When peasants go dancing

I do not know exactly how Italian community life works and whether you join evening classes in stone polishing, English or ballroom dancing, but I have repeatedly seen public places being taken over by a group of happy hobby dancers.

It usually happens Saturday or Sunday evening at pizzerias with live music and outdoor seating. Suddenly you notice that the guests at all the other tables are not ordering neither Margheritas, nor wine and water. They just sit in the darkness on the restaurant's white plastic chairs, beating the rhythm with their high heeled gold sandals or newly shined patent leather shoes. At a sign from the keyboard player, they all get up and start to dance Latin, jitterbug, waltz or polka. They are actually quite good at it, so amateurs, who only know the steps from television, are quickly swept away. You end up feeling like an underdressed and uninvited spectator to the annual ball at the dancing school.

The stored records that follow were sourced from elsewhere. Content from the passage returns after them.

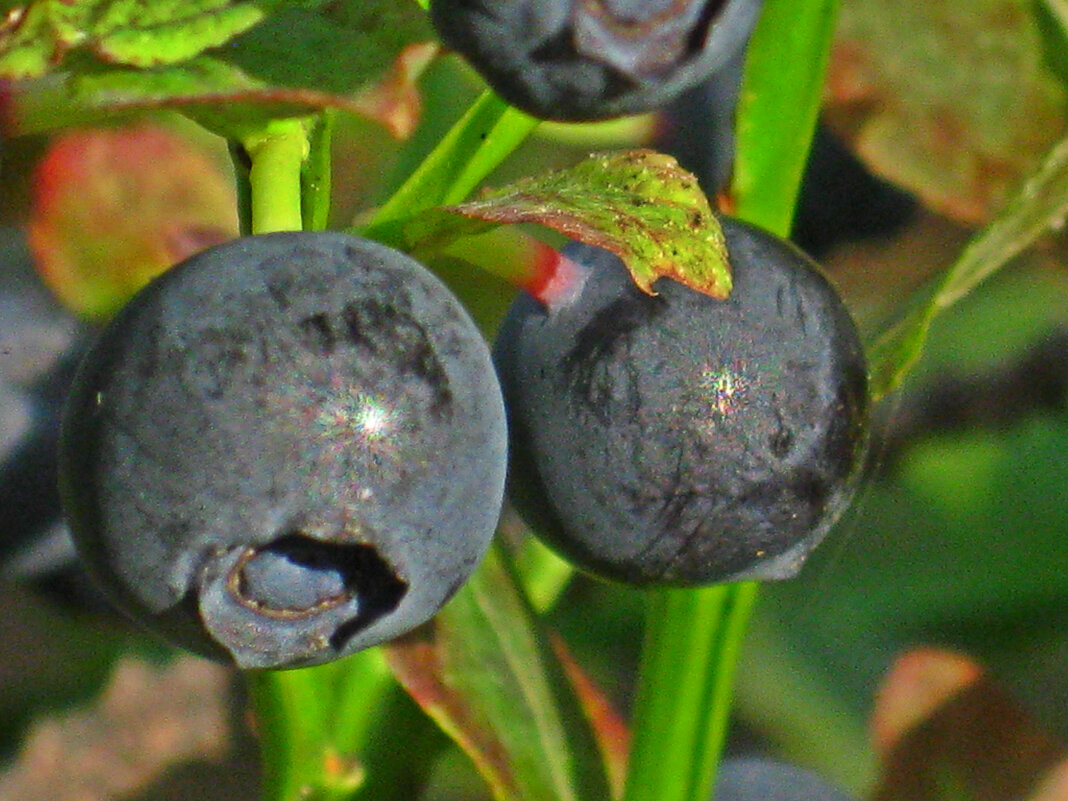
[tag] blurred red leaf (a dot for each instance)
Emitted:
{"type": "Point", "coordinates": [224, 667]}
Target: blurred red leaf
{"type": "Point", "coordinates": [946, 731]}
{"type": "Point", "coordinates": [953, 99]}
{"type": "Point", "coordinates": [485, 671]}
{"type": "Point", "coordinates": [113, 207]}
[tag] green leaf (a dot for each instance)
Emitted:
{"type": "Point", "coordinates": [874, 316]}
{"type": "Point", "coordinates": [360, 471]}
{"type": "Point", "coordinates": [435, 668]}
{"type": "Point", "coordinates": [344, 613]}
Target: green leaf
{"type": "Point", "coordinates": [1039, 206]}
{"type": "Point", "coordinates": [639, 204]}
{"type": "Point", "coordinates": [311, 731]}
{"type": "Point", "coordinates": [44, 33]}
{"type": "Point", "coordinates": [485, 671]}
{"type": "Point", "coordinates": [295, 62]}
{"type": "Point", "coordinates": [955, 100]}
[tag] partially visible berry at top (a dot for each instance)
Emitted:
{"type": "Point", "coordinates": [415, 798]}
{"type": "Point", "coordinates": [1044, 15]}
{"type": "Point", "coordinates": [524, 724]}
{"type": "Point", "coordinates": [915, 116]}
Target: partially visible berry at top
{"type": "Point", "coordinates": [583, 60]}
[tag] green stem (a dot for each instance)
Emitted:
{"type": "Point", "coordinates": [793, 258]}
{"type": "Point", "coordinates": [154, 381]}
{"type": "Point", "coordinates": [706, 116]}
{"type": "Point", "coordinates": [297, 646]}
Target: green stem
{"type": "Point", "coordinates": [278, 154]}
{"type": "Point", "coordinates": [287, 706]}
{"type": "Point", "coordinates": [692, 640]}
{"type": "Point", "coordinates": [315, 175]}
{"type": "Point", "coordinates": [484, 137]}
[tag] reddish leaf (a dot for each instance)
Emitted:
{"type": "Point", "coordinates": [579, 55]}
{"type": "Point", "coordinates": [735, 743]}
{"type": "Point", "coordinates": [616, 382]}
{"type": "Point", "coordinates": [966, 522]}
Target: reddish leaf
{"type": "Point", "coordinates": [967, 738]}
{"type": "Point", "coordinates": [485, 671]}
{"type": "Point", "coordinates": [115, 207]}
{"type": "Point", "coordinates": [609, 726]}
{"type": "Point", "coordinates": [952, 99]}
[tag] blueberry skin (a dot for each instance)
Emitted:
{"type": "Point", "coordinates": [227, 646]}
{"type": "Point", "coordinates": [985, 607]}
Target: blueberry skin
{"type": "Point", "coordinates": [284, 450]}
{"type": "Point", "coordinates": [682, 440]}
{"type": "Point", "coordinates": [584, 60]}
{"type": "Point", "coordinates": [762, 780]}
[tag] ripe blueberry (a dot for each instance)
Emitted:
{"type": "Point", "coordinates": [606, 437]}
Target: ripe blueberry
{"type": "Point", "coordinates": [579, 60]}
{"type": "Point", "coordinates": [286, 449]}
{"type": "Point", "coordinates": [678, 439]}
{"type": "Point", "coordinates": [760, 780]}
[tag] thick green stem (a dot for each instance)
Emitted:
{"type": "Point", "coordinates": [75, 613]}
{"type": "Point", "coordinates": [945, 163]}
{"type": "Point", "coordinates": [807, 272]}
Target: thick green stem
{"type": "Point", "coordinates": [684, 692]}
{"type": "Point", "coordinates": [277, 155]}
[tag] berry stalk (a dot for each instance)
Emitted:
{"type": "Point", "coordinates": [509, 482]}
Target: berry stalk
{"type": "Point", "coordinates": [781, 89]}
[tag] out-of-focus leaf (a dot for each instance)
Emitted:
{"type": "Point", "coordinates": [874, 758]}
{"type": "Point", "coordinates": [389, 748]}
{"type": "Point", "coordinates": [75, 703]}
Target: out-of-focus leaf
{"type": "Point", "coordinates": [1054, 785]}
{"type": "Point", "coordinates": [360, 57]}
{"type": "Point", "coordinates": [639, 204]}
{"type": "Point", "coordinates": [115, 207]}
{"type": "Point", "coordinates": [977, 743]}
{"type": "Point", "coordinates": [917, 685]}
{"type": "Point", "coordinates": [959, 542]}
{"type": "Point", "coordinates": [953, 99]}
{"type": "Point", "coordinates": [609, 726]}
{"type": "Point", "coordinates": [38, 36]}
{"type": "Point", "coordinates": [485, 671]}
{"type": "Point", "coordinates": [146, 721]}
{"type": "Point", "coordinates": [1039, 206]}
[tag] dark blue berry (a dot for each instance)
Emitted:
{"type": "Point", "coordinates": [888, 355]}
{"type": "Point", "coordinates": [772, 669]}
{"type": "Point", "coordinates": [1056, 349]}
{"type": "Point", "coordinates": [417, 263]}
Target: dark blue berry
{"type": "Point", "coordinates": [579, 60]}
{"type": "Point", "coordinates": [679, 439]}
{"type": "Point", "coordinates": [286, 449]}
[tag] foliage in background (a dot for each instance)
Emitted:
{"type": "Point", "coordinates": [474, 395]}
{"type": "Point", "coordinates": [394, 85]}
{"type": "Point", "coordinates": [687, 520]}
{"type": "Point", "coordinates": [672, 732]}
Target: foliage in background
{"type": "Point", "coordinates": [961, 544]}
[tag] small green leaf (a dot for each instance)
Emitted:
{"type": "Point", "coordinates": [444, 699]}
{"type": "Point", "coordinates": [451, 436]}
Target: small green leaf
{"type": "Point", "coordinates": [485, 671]}
{"type": "Point", "coordinates": [1039, 206]}
{"type": "Point", "coordinates": [38, 37]}
{"type": "Point", "coordinates": [638, 204]}
{"type": "Point", "coordinates": [295, 62]}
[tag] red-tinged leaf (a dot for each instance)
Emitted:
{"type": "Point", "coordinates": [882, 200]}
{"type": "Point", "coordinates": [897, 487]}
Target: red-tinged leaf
{"type": "Point", "coordinates": [953, 99]}
{"type": "Point", "coordinates": [115, 207]}
{"type": "Point", "coordinates": [919, 682]}
{"type": "Point", "coordinates": [638, 204]}
{"type": "Point", "coordinates": [394, 101]}
{"type": "Point", "coordinates": [359, 56]}
{"type": "Point", "coordinates": [977, 743]}
{"type": "Point", "coordinates": [1054, 785]}
{"type": "Point", "coordinates": [485, 671]}
{"type": "Point", "coordinates": [610, 728]}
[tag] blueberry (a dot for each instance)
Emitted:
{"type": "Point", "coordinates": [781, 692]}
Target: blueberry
{"type": "Point", "coordinates": [760, 780]}
{"type": "Point", "coordinates": [580, 60]}
{"type": "Point", "coordinates": [678, 439]}
{"type": "Point", "coordinates": [286, 449]}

The weirdest impromptu dance performance I ever saw took place at a pizzeria in the mountains of Calabria last year. The floor of the restaurant was occupied by huge sofas, encircled by tables for eating guests. While the owner was getting the Hammond organ going, 20-30 short and work worn men and women with grey black clothes and rough hands entered the premises, and after a couple of subdued pop songs, they turned up the volume and the accordion, and suddenly all the peasants were jumping up and down in a high impact sort of line dance. Sometimes one or the other dancer dropped down in a sofa to regain his or her breath, but after a few minutes they were back on the floor, sweating and swirling in a pattern I – for one - could not quite decipher.